After passing the through Cross Attention, the outputs go through Dropout and Layer Normalization, then a Feed Forward Network, and then through another Dropout and Layer Normalization step. The inputs to the Layer Normalization call are the residual_x plus x, which is said to stabilize the training process.

Finally, the outputs go through a final linear layer which projects the outputs to the vocabulary size and then a final softmax call which converts those logits to probabilities per vocabulary token (in other words, answering the question: what are the probabilities that the next token will be each token in the vocabulary?)

There are a lot of details that I have left out of this post for brevity so to get the full Transformers code experience, see Benjamin’s commented-transformers repository, and CodeEmporium’s Encoder/Decoder notebooks.

Final Thoughts

I was pleasantly surprised at how understandable the code is for the Transformer architecture.
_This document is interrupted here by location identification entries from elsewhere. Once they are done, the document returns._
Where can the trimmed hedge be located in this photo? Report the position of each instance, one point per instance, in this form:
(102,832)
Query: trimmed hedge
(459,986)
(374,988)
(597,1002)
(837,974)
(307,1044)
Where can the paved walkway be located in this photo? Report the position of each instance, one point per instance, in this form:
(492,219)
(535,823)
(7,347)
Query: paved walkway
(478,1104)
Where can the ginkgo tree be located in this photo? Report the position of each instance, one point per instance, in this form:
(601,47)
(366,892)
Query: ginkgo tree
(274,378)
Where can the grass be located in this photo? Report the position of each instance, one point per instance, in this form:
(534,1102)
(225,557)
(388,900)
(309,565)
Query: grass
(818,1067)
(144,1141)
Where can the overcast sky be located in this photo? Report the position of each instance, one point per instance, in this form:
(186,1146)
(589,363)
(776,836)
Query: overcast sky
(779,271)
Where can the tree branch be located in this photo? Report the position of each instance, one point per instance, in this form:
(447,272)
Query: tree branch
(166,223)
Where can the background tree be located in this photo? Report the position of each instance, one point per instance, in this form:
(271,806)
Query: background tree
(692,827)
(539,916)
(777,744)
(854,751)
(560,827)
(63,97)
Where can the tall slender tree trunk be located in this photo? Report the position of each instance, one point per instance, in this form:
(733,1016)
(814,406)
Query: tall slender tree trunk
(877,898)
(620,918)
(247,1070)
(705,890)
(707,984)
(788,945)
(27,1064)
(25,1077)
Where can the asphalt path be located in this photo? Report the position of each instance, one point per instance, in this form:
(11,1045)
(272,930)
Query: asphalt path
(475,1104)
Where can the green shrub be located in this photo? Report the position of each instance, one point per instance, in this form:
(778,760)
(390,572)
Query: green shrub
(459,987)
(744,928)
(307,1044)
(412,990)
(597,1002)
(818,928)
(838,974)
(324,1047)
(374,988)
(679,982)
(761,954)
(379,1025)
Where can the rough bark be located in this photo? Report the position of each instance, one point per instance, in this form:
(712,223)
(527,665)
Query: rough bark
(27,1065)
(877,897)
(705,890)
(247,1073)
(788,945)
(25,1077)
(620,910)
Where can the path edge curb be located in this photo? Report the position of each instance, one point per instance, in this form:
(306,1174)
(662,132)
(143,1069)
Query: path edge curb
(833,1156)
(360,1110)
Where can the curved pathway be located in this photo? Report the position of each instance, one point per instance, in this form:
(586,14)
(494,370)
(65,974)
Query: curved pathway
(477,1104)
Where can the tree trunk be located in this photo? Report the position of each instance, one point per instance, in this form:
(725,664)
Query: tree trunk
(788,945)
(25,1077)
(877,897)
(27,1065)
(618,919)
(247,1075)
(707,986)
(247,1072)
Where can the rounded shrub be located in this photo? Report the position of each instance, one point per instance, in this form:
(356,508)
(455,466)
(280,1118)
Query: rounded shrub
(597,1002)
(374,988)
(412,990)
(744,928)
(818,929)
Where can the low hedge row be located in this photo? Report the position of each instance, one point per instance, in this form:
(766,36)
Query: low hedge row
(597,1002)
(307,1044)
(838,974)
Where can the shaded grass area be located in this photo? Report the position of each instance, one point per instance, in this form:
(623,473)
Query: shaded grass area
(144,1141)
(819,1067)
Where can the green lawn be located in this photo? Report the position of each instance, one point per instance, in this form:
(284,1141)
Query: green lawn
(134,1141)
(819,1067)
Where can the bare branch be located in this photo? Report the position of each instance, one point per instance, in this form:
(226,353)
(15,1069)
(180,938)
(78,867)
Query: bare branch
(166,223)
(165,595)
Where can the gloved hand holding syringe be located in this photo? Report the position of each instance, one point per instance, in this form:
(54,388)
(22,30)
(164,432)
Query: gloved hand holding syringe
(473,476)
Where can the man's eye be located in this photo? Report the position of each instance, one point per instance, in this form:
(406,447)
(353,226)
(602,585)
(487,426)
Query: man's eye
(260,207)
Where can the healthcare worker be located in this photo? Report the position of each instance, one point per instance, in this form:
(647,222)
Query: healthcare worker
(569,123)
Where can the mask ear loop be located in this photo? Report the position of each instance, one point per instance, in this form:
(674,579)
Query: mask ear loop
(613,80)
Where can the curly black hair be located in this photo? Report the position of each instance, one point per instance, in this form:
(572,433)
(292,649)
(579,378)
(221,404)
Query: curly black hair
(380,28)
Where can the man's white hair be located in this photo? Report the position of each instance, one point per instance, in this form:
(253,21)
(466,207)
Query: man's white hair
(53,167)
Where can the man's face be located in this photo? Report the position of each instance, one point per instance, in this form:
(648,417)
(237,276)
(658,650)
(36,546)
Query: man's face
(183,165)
The paper does a great job of helping the reader visualizing the concepts in play, especially the process involved in calculating scaled dot-product attention across multiple heads. The number excellent resources available that I’ve referenced throughout this blog post are also essential to understanding the code and concepts involved.

On a personal note, I recall going to a presentation on this paper a few years ago and leaving feeling so incredibly lost, and that maybe I wouldn’t understand how this critical architecture actually works—like I had hit a wall of complexity that I wouldn’t be able to overcome. Reading this paper, understanding it, presenting on it and writing this blog post felt like redemption for me. I obviously couldn’t have done it without the excellent resources I’ve linked above.

As always, I hope you enjoyed this paper summary!